1. Eine Verzögerungsleitung mit folgenden Merkmalen:
einer Mehrschichtstruktur (21; 31), die durch ein Laminieren einer Mehrzahl dielektrischer
Schichten (211, 212, 213, 214, 215; 311, 312, 313, 314) gebildet ist;
einer Übertragungsleitung (27; 38), die auf einer dielektrischen Schicht (212; 312)
gebildet ist, die in die Mehrschichtstruktur (21; 31) eingebettet ist; und
einer Mehrzahl von Masseleitern (24, 25, 261, 262; 35, 36, 371, 372), die auf den
dielektrischen Schichten angeordnet sind, wobei ein Paar (24, 25; 35, 36) der Masseleiter
(24, 25, 261, 262; 35, 36, 371, 372) auf gegenüberliegenden Seiten der Übertragungsleitung
(27; 38) angeordnet ist; gekennzeichnet durch
eine einstellbare Kapazität (28; 32), die auf der Mehrschichtstruktur (21; 31) angeordnet
und parallel zu der Übertragungsleitung (27; 38) geschaltet ist, zum Setzen einer
erwünschten Verzögerungszeit der Verzögerungsleitung.

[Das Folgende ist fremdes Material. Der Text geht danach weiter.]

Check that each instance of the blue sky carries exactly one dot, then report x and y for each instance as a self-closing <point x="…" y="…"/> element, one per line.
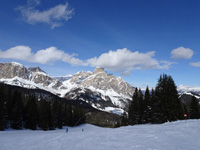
<point x="136" y="39"/>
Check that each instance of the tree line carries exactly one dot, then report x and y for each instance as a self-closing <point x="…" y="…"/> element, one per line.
<point x="160" y="105"/>
<point x="19" y="111"/>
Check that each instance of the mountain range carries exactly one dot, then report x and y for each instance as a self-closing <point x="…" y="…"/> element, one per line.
<point x="99" y="89"/>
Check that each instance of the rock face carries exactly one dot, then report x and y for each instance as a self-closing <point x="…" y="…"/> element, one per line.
<point x="33" y="75"/>
<point x="99" y="79"/>
<point x="11" y="70"/>
<point x="99" y="89"/>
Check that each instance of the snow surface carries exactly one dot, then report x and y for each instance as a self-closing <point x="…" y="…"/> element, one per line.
<point x="180" y="135"/>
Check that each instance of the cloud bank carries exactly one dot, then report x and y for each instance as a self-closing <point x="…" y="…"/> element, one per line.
<point x="124" y="61"/>
<point x="195" y="64"/>
<point x="120" y="60"/>
<point x="182" y="53"/>
<point x="45" y="56"/>
<point x="55" y="16"/>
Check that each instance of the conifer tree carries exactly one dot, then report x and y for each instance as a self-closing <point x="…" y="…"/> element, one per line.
<point x="3" y="117"/>
<point x="194" y="109"/>
<point x="168" y="103"/>
<point x="134" y="109"/>
<point x="16" y="112"/>
<point x="43" y="113"/>
<point x="31" y="113"/>
<point x="147" y="106"/>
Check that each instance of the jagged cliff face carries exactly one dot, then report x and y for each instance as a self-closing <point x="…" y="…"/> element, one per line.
<point x="101" y="90"/>
<point x="22" y="75"/>
<point x="11" y="70"/>
<point x="101" y="80"/>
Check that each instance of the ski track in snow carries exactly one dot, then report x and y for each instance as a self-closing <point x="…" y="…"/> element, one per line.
<point x="180" y="135"/>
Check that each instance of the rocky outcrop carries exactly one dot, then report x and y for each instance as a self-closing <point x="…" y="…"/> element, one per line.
<point x="99" y="79"/>
<point x="35" y="75"/>
<point x="11" y="70"/>
<point x="98" y="88"/>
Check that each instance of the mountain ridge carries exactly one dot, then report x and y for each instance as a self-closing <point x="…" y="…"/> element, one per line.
<point x="110" y="92"/>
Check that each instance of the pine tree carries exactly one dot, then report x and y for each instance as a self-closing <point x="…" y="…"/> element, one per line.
<point x="16" y="112"/>
<point x="31" y="113"/>
<point x="194" y="109"/>
<point x="169" y="105"/>
<point x="134" y="109"/>
<point x="147" y="105"/>
<point x="43" y="113"/>
<point x="3" y="118"/>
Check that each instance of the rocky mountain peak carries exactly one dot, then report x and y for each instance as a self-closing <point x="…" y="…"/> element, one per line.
<point x="11" y="70"/>
<point x="99" y="70"/>
<point x="36" y="69"/>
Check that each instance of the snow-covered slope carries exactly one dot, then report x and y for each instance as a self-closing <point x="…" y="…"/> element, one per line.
<point x="187" y="89"/>
<point x="103" y="91"/>
<point x="180" y="135"/>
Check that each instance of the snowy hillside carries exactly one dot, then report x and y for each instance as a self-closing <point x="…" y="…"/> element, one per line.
<point x="101" y="90"/>
<point x="180" y="135"/>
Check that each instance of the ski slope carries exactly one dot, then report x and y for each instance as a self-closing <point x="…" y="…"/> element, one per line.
<point x="180" y="135"/>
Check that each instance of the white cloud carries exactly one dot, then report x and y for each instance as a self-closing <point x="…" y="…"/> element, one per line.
<point x="195" y="64"/>
<point x="124" y="61"/>
<point x="54" y="16"/>
<point x="182" y="53"/>
<point x="121" y="60"/>
<point x="45" y="56"/>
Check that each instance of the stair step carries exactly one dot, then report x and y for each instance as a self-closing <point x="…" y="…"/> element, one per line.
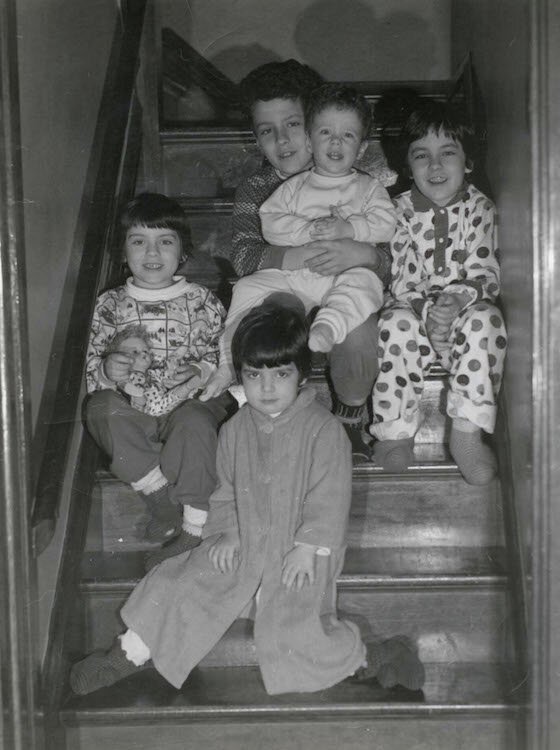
<point x="228" y="708"/>
<point x="429" y="504"/>
<point x="213" y="161"/>
<point x="451" y="601"/>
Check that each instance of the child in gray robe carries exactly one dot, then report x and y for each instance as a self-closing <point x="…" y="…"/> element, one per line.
<point x="275" y="536"/>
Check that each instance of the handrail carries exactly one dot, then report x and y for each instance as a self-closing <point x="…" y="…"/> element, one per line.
<point x="110" y="179"/>
<point x="183" y="66"/>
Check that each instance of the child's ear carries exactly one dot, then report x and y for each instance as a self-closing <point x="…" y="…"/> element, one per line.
<point x="308" y="143"/>
<point x="362" y="150"/>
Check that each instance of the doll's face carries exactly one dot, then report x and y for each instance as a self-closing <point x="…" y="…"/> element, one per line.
<point x="139" y="350"/>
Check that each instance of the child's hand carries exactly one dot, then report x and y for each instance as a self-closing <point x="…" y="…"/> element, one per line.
<point x="298" y="565"/>
<point x="224" y="553"/>
<point x="117" y="366"/>
<point x="217" y="384"/>
<point x="179" y="372"/>
<point x="188" y="389"/>
<point x="437" y="333"/>
<point x="332" y="227"/>
<point x="446" y="308"/>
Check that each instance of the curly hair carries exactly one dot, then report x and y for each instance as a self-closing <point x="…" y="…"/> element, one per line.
<point x="340" y="97"/>
<point x="289" y="79"/>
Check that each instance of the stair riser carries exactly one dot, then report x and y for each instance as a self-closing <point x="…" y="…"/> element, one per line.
<point x="443" y="511"/>
<point x="385" y="512"/>
<point x="208" y="170"/>
<point x="391" y="733"/>
<point x="450" y="625"/>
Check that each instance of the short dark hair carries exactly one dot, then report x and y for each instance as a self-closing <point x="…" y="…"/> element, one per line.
<point x="340" y="97"/>
<point x="157" y="211"/>
<point x="135" y="329"/>
<point x="272" y="335"/>
<point x="289" y="79"/>
<point x="430" y="114"/>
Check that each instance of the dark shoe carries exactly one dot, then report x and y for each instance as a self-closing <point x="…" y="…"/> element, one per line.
<point x="101" y="669"/>
<point x="393" y="662"/>
<point x="183" y="543"/>
<point x="361" y="451"/>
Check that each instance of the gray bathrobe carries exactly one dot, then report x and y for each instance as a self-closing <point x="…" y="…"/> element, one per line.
<point x="280" y="480"/>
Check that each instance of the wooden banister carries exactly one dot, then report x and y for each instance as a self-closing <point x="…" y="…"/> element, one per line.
<point x="110" y="180"/>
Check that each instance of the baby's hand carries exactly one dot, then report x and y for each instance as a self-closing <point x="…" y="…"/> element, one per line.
<point x="224" y="553"/>
<point x="117" y="366"/>
<point x="332" y="227"/>
<point x="298" y="565"/>
<point x="446" y="308"/>
<point x="438" y="334"/>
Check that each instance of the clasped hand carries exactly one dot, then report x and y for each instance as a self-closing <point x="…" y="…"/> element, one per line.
<point x="440" y="318"/>
<point x="333" y="227"/>
<point x="298" y="567"/>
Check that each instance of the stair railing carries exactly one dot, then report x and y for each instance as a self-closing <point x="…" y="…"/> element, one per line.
<point x="110" y="180"/>
<point x="183" y="66"/>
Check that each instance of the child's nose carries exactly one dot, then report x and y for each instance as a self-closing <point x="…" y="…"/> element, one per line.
<point x="267" y="384"/>
<point x="282" y="135"/>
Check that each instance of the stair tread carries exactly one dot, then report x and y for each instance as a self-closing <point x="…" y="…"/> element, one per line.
<point x="363" y="567"/>
<point x="428" y="457"/>
<point x="237" y="693"/>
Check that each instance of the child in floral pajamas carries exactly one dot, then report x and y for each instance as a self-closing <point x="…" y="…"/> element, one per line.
<point x="168" y="458"/>
<point x="445" y="280"/>
<point x="274" y="542"/>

2. Eine Verzögerungsleitung gemäß Anspruch 1, bei der die Kapazität (28) durch Elektroden
(281, 282), die auf jeweiligen (214, 215) der dielektrischen Schichten (211 - 215)
gebildet sind, bereitgestellt wird.
3. Eine Verzögerungsleitung gemäß Anspruch 1, bei der die Kapazität (28) durch eine variable
Kondensator bereitgestellt wird.
4. Eine Verzögerungsleitung gemäß Anspruch 1, bei der die Kapazität (32) durch eine Varicap-Diode
(32) bereitgestellt wird.
5. Eine Verzögerungsleitung gemäß Anspruch 1, bei der die Kapazität (32) durch eine Diode
bereitgestellt wird.
6. Eine Verzögerungsleitung gemäß Anspruch 5, bei der die Diode eine Varicap-Diode ist.
1. Ligne à retard, comprenant :
une structure multicouche (21 ; 31) formée par stratification d'une pluralité de couches
diélectriques (211, 212, 213, 214, 215 ; 311, 312, 313, 314) ;
une ligne de transmission (27 ; 38) formée sur une couche diélectrique (212 ; 312)
immergée dans la structure multicouche (21 ; 31) ; et
une pluralité de conducteurs de mise à la terre (24, 25, 261, 262; 35, 36, 371, 372)
disposés sur les couches diélectriques et une paire (24, 25, 35, 36) desdits conducteurs
de mise à la terre (24, 25, 261, 262 ; 35, 36, 371, 372) étant disposés de part et
d'autre de la ligne de transmission (27 ; 38) ;
caractérisé par une capacité ajustable (28 ; 32) disposée sur la structure multicouche (21 ; 31)
et connectée en parallèle à la ligne de transmission (27 ; 38) afin d'ajuster un temps
de retard voulu pour la ligne à retard.
2. Ligne à retard selon la revendication 1, où ladite capacité (28) est dotée d'électrodes
(281, 282) formées sur des couches respectives (214, 215) parmi lesdites couches diélectriques
(211 à 215).
3. Ligne à retard selon la revendication 1, où ladite capacité (28) est produite par
un condensateur variable.
4. Ligne à retard selon la revendication 1, où ladite capacité (32) est produite par
une diode varicap (32).
5. Ligne à retard selon la revendication 1, où ladite capacité (32) est produite par
une diode.
6. Ligne à retard selon la revendication 5, où ladite diode est une diode varicap.